Adherence to the online education sessions will be assessed by class attendance from sign-ins and visual scans of video conference attendees. We will set up an online group chat for participants to remind them to attend before the start of each class, and we will create a preclass check-in e-form, post-class Q&A and evaluation e-form to measure participation in the class. For the nutrition checklist and ‘one-page flyer’ arm (NOA), after the 17-item nutrition checklist and ‘one-page flyer’ were distributed, pregnant women underwent three dietary screenings in the early, middle and late stages of pregnancy, and provided one-on-one guidance on the main screening issues to improve maternal compliance.

The treatment will be considered complete if at least four out of the six sessions are attended for the online education arm. For the POA group, we will count the number of times pregnant women screen for nutritional issues (17-item pregnancy nutrition checklist) and use a questionnaire to investigate the reading status of ‘one-page flyer’. Adherence to the nutrition behaviours will be assessed by an improvement of ≥3 points of their total scores of the 17-item pregnancy nutrition checklist compared with their total initial score.45 The study population will be sorted according to adherence to the dietary guidelines, depending on the score: ≥12 high adherence, 6–11 moderate adherence and <6 low adherence.45

Relevant concomitant care permitted or prohibited during the trial

People who participate in this trial cannot participate in another trial.

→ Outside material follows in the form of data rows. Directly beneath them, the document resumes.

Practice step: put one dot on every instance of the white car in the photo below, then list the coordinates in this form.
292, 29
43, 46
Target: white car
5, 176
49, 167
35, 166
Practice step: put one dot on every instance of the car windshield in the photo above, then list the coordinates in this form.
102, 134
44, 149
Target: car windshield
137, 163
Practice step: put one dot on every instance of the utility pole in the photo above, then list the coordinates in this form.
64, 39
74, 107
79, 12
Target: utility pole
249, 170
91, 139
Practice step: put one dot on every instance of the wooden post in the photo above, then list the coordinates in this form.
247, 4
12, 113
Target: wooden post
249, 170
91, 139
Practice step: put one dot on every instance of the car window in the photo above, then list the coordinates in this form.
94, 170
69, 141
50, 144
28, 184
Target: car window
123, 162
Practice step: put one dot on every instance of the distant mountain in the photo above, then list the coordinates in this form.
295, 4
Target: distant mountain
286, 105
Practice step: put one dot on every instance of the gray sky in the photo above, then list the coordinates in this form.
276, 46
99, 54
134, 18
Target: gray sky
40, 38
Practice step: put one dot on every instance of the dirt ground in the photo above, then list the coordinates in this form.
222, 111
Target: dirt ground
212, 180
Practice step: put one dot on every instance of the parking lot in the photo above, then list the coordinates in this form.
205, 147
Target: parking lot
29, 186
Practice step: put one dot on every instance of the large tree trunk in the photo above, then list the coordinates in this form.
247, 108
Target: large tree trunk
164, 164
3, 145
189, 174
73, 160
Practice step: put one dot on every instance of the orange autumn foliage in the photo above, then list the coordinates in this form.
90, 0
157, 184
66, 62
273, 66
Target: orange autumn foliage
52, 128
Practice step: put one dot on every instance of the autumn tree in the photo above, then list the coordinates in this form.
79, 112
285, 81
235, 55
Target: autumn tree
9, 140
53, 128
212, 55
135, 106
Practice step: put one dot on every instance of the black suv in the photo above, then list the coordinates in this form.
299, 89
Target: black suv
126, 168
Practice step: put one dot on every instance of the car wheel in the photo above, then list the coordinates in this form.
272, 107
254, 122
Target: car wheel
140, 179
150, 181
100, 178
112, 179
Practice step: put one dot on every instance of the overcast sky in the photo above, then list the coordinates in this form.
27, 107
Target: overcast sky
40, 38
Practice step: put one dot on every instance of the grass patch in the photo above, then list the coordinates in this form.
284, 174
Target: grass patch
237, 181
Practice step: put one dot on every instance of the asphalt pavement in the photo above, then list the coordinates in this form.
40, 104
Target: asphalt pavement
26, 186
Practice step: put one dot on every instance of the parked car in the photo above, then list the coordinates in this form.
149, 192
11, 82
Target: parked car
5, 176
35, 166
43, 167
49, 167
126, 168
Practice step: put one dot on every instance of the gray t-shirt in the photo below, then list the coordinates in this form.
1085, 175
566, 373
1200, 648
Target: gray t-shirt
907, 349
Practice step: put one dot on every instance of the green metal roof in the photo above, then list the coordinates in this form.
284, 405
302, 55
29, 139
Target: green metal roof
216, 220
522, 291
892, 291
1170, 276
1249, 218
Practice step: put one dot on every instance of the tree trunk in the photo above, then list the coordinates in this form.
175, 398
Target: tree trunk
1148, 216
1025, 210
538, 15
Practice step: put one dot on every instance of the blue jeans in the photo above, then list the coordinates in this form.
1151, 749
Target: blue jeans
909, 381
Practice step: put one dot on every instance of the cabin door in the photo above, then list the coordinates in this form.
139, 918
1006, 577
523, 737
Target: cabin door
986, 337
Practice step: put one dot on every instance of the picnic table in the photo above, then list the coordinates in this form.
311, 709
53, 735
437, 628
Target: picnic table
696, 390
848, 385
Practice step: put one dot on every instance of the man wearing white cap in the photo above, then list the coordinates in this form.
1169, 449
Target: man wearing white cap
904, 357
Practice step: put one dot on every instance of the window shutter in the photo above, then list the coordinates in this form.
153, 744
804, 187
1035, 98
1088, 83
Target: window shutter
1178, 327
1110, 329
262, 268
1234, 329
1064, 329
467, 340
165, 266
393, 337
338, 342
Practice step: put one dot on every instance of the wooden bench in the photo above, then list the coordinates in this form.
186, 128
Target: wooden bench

Provisions for post-trial care

No post-trial care is needed since this is an educational intervention.

Outcomes

Adverse pregnancy outcomes

Primary outcome

The primary outcome will be the prevalence of LGA at birth, defined as the newborns with a measured birth weight above the 90th percentile (P90) of the same sex were evaluated as LGA (growth standard for newborns by gestation in China, WS/T 800-2022).

Secondary outcomes

Neonatal: Birth weight, macrosomia (birth weight ≥4000 g), SGA (birth weight below the 10th percentile for gestational age) or low birth weight (birth weight ≤2500 g), preterm birth (<37 weeks’ gestation), low Apgar score (Apgar<7), low birthweight infant (birth weight ≤2500 g), preterm birth (gestational age <37 weeks), Apgar score.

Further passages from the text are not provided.